Les relations entre Ankara et Jérusalem ont connu une nouvelle escalade verbale ce jeudi. Le président turc, Recep Tayyip Erdogan, a comparé le Premier ministre israélien, Benyamin Netanyahou, au dirigeant nazi Adolf Hitler, lui prédisant « le même sort que celui des autres tyrans de l’histoire ». En réponse, le chef du gouvernement israélien a qualifié son homologue turc de « dictateur antisémite ».
Des accusations réciproques de génocide
L’échange a débuté par une déclaration d’Erdogan, qui a employé le terme de « génocide » pour décrire les actions d’Israël dans les territoires palestiniens. Le président turc a ensuite lancé : « Génocide toi-même ! », une formule qui a donné le ton à cette joute diplomatique. Netanyahou a immédiatement répliqué en traitant Erdogan de « génocidaire », ajoutant que ce dernier était « un dictateur antisémite ».
Cette passe d’armes s’inscrit dans un contexte de fortes tensions au Proche-Orient, où les frappes israéliennes se multiplient au Liban et en Iran, et où les négociations entre Téhéran et Washington restent bloquées. La Turquie, de son côté, a multiplié les critiques à l’encontre de l’État hébreu, tout en renforçant ses liens avec le Hamas palestinien.

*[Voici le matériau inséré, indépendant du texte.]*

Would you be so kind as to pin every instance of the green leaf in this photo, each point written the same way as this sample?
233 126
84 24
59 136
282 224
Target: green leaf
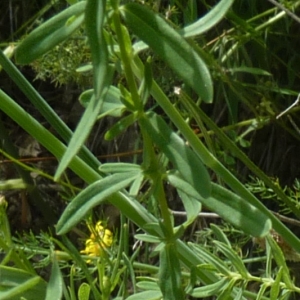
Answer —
275 288
171 46
16 283
147 238
280 261
170 274
188 196
84 291
255 71
44 137
210 289
119 168
51 33
238 212
93 195
227 291
219 234
212 259
208 21
234 258
12 184
55 286
146 295
262 290
112 104
148 285
120 127
183 158
94 19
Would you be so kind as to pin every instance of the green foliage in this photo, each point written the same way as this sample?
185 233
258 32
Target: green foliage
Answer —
173 155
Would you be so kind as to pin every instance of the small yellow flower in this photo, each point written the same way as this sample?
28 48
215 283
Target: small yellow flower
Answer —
100 239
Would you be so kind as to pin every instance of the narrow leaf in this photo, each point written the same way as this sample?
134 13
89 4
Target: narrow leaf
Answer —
238 212
146 295
119 168
275 288
84 291
208 21
92 196
280 261
210 289
51 33
170 274
55 286
188 195
183 158
94 19
171 46
234 258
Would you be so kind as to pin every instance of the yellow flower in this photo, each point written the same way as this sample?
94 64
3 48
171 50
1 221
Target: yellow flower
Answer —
100 239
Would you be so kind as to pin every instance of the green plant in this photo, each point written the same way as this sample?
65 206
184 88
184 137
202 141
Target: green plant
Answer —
172 153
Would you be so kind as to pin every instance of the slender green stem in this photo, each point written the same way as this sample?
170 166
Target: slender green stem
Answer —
125 57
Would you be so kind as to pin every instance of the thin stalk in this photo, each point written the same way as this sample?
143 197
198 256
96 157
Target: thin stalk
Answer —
125 57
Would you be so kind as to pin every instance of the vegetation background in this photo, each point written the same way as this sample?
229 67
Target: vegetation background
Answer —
156 200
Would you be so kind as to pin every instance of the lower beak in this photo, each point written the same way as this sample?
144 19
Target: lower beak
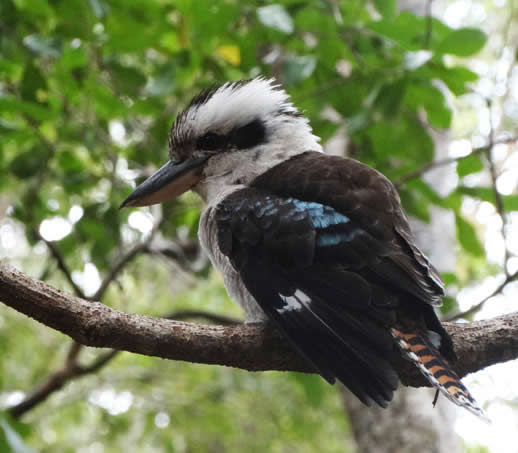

Un contexte régional explosif
Les échanges injurieux entre les deux dirigeants interviennent alors que la communauté internationale peine à relancer le processus de paix. Un sommet sur la solution à deux États s’est tenu jeudi à Paris, réunissant plusieurs acteurs régionaux, sans parvenir à une percée significative. Par ailleurs, l’administration américaine a annoncé un accord « imminent » avec l’Iran, tout en maintenant une pression militaire accrue sur Téhéran.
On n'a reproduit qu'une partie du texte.